A homeomorphism $h: (X,d_1) \rightarrow (Y,d_2)$ is a bijection between two metric spaces $(X,d_1)$ and $(Y,d_2)$ such that $h$ maps open balls of $X$ to the interior of open balls of $Y$ and $h^{-1}$ maps open balls of $Y$ to the interior of open balls of $X$. It is also true that $h$ maps open sets of $X$ to open sets of $Y$, and $h^{-1}$ maps open sets of $Y$ to open sets of $X$. The open sets of metric spaces are either open balls or unions of open balls.
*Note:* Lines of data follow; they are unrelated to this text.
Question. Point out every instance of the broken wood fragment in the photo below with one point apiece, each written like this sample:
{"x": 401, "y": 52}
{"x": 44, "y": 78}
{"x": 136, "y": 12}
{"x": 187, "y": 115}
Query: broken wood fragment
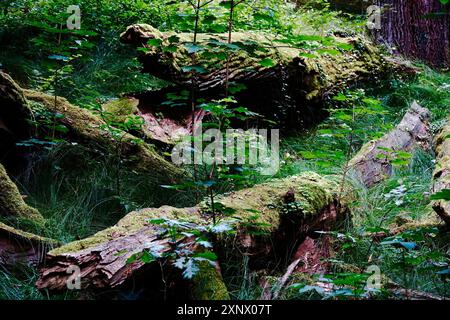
{"x": 441, "y": 173}
{"x": 372, "y": 163}
{"x": 19, "y": 247}
{"x": 264, "y": 231}
{"x": 11, "y": 201}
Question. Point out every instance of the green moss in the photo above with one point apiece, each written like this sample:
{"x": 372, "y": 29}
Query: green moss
{"x": 129, "y": 224}
{"x": 88, "y": 128}
{"x": 11, "y": 201}
{"x": 320, "y": 73}
{"x": 312, "y": 192}
{"x": 442, "y": 148}
{"x": 120, "y": 110}
{"x": 12, "y": 232}
{"x": 208, "y": 284}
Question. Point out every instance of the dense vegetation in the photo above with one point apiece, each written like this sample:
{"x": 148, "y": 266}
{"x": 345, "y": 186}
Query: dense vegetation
{"x": 80, "y": 193}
Is it true that, for a homeomorphism, the image of an open ball of $X$ must be an open ball of $Y$? Does the answer change if both metric spaces are compact?
COMMENT: The convoluted counter-scenario I'm imagining is that $h$ could map an open ball of $X$ into a union of some open balls of $Y$ that isn't itself an open ball, but is contained within some other open ball in $Y$.
Best Answer
No, it is not true. Take, for instance, the identity map from $(\Bbb R^2,d_1)$ onto $(\Bbb R^2,d_2)$, with$$d_1\bigl((x_1,x_2),(y_1,y_2)\bigr)=|x_1-y_1|+|x_2-y_2|$$and$$d_2\bigl((x_1,x_2),(y_1,y_2)\bigr)=\sqrt{(x_1-y_1)^2+(x_2-y_2)^2}.$$It is a homeomorphism, but the open balls on the left are squares, whereas the open balls on the right are disks. And compacity changes nothing.